Wenn sich das Blut in den Leitbahnen Ren und Chong Mai genügend angefüllt hat, d.h. genügend Essenzen vorhanden sind, dann kann es herabsteigen, die Menarche setzt ein. Nach der chinesischen Medizin ist dies durchaus ein himmlischer Akt, denn ohne Unterstützung des himmlischen echten Qi Tian Zhen Zhi Qi kann dies nicht stattfinden. Was ist das "himmlische echte Qi
Gemeint ist die Energie des Himmels, die unverfälscht alles Leben auf der Erde konstituiert und schöpferisch wirkt. Ich wage zu behaupten, dass damit ein Synonym von Shen gemeint ist, jener schöpferischen Kraft des Himmels, die sich hier zur rechten Zeit in die Aktivität des weiblichen Reifezyklus einmischt und die Geschlechtsreife einleitet. Deshalb spricht man von Tiangui
Ein anderes zeitgenössisches Buch über Frauenheilkunde aus der Song-Dynastie, das Fu Ren Da Quan Liang Fang sagt hierzu:
"Himmel, damit meint man das Herabsteigen des himmlischen echten Qi; Gui, damit meint man (die Himmelsstämme) Ren und Gui, eine Bezeichnung für Wasser, deshalb spricht man von Tiangui = himmlisches Wasser. Die Leitbahnen sind mit Blut durchtränkt und übervoll. Man nennt es monatliche Angelegenheit, weil das Qi nun gleichmäßig und harmonisch ist und für gewöhnlich alle 30 Tage einmal erscheint, genauso wie auf einen monatlichen Überfluss ein Mangel folgt".

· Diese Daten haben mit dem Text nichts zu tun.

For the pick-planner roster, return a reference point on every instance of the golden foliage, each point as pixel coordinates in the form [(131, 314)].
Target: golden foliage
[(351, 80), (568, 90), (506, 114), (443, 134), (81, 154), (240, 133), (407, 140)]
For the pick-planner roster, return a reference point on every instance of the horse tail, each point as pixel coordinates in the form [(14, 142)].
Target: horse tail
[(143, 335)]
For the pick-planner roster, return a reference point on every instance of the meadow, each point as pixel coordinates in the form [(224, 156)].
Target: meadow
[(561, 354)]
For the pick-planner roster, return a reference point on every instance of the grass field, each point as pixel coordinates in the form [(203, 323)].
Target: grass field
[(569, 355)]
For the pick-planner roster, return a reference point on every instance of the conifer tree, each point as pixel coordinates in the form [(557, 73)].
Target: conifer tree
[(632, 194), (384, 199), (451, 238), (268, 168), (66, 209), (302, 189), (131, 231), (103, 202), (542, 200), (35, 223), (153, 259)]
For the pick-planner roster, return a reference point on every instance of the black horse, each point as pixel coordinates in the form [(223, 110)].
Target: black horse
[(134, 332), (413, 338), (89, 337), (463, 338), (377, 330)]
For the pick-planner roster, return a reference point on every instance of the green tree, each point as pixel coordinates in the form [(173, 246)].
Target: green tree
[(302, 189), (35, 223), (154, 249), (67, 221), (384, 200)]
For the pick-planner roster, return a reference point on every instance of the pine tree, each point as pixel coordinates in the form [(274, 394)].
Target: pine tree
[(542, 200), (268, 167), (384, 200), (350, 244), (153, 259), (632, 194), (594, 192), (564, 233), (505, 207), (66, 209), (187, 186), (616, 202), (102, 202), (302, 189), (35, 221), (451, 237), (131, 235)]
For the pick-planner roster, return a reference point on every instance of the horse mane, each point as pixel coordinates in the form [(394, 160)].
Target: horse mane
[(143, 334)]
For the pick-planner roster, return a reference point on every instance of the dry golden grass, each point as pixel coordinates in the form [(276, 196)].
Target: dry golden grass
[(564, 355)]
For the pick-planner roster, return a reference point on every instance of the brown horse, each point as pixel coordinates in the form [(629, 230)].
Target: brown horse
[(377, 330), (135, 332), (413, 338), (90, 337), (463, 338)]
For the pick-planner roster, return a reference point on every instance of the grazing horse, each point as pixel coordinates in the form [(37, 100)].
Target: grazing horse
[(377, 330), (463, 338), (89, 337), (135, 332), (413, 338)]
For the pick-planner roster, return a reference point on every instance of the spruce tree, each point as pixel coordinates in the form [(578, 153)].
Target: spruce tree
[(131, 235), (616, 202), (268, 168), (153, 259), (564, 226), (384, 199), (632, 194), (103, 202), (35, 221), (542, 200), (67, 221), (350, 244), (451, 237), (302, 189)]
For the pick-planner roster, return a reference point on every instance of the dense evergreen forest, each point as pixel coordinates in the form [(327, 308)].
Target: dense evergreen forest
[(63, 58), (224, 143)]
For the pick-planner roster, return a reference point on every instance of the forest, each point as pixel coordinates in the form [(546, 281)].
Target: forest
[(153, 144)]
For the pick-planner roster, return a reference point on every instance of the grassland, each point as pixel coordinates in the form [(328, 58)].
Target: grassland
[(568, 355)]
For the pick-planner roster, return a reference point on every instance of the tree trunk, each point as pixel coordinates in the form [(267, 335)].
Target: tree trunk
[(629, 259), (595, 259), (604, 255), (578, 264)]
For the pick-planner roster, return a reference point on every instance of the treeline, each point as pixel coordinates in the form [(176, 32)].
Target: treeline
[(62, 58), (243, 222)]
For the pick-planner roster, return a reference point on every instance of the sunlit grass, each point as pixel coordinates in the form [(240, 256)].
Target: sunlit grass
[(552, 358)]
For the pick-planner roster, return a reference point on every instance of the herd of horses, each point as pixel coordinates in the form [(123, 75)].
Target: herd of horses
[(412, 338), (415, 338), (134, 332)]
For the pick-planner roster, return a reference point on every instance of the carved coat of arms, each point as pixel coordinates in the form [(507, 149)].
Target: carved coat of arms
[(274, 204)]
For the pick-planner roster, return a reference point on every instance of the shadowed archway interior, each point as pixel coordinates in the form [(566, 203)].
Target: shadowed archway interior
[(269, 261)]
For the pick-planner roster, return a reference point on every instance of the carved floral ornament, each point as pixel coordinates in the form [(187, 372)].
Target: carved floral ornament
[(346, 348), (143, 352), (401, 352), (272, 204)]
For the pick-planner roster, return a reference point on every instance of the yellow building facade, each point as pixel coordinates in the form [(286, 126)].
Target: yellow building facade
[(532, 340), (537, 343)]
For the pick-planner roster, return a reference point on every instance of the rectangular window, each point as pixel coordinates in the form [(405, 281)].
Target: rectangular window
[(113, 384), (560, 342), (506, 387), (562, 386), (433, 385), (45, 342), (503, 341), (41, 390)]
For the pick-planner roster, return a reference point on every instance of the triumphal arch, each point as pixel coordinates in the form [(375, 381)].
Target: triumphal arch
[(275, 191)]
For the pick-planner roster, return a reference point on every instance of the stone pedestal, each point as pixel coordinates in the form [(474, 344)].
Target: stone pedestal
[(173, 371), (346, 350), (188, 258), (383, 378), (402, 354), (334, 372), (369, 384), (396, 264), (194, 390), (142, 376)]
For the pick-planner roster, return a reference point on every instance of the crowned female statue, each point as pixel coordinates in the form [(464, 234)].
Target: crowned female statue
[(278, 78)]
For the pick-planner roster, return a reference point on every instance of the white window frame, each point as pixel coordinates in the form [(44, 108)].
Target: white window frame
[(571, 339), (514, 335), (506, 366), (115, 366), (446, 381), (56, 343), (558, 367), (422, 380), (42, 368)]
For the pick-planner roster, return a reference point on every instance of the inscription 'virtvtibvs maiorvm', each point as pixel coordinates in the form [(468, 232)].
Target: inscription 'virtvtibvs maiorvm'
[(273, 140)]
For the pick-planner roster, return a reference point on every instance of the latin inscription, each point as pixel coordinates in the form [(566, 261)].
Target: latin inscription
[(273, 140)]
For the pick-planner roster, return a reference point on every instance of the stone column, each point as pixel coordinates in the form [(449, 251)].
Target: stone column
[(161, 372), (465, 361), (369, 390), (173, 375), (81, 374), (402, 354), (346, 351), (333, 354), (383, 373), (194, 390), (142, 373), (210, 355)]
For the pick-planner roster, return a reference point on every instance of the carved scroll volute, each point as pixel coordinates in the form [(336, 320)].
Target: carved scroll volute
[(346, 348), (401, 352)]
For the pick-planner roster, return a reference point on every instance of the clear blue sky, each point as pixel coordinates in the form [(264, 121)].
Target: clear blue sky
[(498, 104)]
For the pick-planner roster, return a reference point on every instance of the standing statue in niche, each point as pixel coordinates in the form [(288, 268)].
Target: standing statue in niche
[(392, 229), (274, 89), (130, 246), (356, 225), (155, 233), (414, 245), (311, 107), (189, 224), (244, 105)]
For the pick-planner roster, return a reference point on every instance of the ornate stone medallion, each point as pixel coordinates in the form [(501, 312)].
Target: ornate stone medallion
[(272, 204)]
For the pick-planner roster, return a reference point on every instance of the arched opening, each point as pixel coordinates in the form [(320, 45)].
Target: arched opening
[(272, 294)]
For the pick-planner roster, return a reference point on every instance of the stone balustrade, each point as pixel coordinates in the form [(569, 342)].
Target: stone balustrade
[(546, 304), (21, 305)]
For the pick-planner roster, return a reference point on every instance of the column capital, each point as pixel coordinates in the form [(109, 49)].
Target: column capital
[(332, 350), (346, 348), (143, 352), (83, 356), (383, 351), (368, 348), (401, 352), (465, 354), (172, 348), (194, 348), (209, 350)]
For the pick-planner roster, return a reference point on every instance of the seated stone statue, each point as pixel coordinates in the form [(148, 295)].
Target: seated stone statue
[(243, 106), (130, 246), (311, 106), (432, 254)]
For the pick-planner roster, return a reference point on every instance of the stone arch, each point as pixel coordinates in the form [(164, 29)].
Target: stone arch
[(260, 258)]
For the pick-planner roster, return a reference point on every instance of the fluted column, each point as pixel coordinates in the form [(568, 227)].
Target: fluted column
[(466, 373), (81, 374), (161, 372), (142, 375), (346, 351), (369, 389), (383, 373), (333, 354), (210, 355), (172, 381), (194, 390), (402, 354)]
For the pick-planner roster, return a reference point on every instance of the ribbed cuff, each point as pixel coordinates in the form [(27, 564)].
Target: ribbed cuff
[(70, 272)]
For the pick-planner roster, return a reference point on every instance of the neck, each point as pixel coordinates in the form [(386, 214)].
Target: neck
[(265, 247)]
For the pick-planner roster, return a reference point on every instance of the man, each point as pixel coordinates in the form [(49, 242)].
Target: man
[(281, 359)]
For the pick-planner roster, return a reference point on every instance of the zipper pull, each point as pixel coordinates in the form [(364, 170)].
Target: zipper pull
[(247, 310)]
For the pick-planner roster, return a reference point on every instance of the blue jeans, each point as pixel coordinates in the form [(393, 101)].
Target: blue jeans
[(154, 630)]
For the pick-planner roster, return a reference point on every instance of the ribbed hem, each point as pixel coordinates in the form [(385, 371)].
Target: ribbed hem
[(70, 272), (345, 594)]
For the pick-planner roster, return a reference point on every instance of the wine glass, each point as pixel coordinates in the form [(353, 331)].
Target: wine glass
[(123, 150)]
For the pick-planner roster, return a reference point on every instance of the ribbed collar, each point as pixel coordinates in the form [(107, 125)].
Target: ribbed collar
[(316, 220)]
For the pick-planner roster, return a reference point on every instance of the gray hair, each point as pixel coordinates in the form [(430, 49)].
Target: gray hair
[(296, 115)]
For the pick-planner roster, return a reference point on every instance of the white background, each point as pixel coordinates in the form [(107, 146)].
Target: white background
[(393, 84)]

Als himmlische Repräsentanten im Leiblichen der Frau sind es die zwei Wundergefäße Chongmai und Renmai , welche die monatliche Regel einleiten und die Voraussetzung für Nachkommen geben. Erst die Durchgängigkeit des Renmai ermöglicht die Versorgung eines Embryos, erst die Fülle im Chongmai zeigt Essenzen an, die als Blut im Überfluss zeitgemäß herabsteigen und als Jing die Grundlage für ein neues Leben bieten.
Und das ist die Quintessenz der 4. Frage des Nüke Baiwen: der Chong Mai bildet das Meer des Blutes, Ren Mai beherrscht den Uterus. Das Yin ist still, das Meer ist voll, diese zwei verlassen sich aufeinander. Deshalb gibt es Kinder. Das enge Zusammenspiel der beiden Wundergefäße, welche die schöpferische Kraft des Himmels durch Qian und die haftende Kraft des Feuers der Liebe durch Li in der Frau verankern, ist die Voraussetzung für Mutterschaft und damit der biologischen Bestimmung der geschlechtsreifen Frau.